First, you'll see your Index Group Console. This is where your Data Workflow assigns the index group. So, the first 50 items show an indexGrp of 0, the next 50 show an indexGrp of 1, and so on. You'll see this in the image below:

From there, you'll see your Current Index Console. This shows which indexGrp is being processed. In the below image, you'll see the current indexGrp is 0. Next, you'll see your Index Argument and your Rows Console. These show how your Data Workflow checked to see if there was more data to process, as well as the data as it's passed through your Filter operator. Here, you'll only see 50 pieces of data at a time. That's because you're only seeing each group as it passes through this portion of your Data Workflow.

And finally, you'll see your Create Module Submissions Console. This shows that your batch of data has made it to your second Data Workflow. You'll see each of these steps repeated until all your data has been processed.

Lab

You can view this complete use case here: https://training.unqork.io/#/form/6081961fd455ab3509979026/edit.

Best Practices

  • Data Workflows timeout after 5 minutes in all environments. Build Batch Loop Data Workflows to complete operations within 5 minutes to prevent timeouts.
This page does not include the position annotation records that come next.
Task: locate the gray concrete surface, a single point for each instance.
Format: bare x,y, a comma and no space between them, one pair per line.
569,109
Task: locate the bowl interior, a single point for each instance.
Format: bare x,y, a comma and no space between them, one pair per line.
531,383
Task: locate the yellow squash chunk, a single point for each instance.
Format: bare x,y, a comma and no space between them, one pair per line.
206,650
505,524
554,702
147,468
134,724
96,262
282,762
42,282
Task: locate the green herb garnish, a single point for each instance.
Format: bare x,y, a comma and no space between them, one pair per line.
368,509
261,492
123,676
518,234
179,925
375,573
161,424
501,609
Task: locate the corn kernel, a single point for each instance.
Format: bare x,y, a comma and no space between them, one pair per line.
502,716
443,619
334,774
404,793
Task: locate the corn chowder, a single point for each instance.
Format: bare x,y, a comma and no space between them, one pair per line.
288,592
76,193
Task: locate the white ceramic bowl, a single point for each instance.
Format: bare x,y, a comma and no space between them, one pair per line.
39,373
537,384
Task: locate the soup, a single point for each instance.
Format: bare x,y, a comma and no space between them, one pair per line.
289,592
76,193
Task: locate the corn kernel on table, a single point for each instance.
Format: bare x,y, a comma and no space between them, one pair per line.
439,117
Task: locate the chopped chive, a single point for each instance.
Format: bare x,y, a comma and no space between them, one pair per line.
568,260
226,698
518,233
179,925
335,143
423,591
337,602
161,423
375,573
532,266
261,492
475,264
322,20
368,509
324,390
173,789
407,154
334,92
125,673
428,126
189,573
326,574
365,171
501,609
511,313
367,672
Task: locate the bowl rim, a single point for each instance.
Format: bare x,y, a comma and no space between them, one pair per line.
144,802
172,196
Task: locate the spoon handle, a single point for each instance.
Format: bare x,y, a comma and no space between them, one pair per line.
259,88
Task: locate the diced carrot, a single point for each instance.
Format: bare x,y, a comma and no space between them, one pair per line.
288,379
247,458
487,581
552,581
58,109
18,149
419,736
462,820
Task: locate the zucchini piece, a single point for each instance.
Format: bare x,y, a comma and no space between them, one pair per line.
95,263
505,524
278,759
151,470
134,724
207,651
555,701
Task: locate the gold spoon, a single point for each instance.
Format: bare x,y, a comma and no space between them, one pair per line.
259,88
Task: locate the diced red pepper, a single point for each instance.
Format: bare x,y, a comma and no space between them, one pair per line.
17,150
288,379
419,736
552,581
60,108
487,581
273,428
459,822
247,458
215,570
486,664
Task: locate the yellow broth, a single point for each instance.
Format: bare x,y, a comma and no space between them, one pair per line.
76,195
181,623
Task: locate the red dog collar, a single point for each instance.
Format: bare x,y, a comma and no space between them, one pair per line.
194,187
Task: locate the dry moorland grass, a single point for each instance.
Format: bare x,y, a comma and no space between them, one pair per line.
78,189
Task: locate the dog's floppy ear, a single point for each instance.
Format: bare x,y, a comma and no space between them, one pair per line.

  • If you don't plan to use disabled components in your application, remove them to ensure optimal performance. Remember to check all active components that connect to disabled components. Ensure active components still function properly after you remove the disabled ones.

  • Add labels to all Data Workflow operators to describe their function. These labels make it easier to know the purpose of an operator without having to open the Info window.

  • Select the Do Not Sanitize setting in all your operators to improve application performance.

  • Organize Data Workflow components based on their function in your application.

  • Use the component's Notes tab to comment on complex data processes. Add notes to explain what components are being triggered, trigger types, and the importance of each component.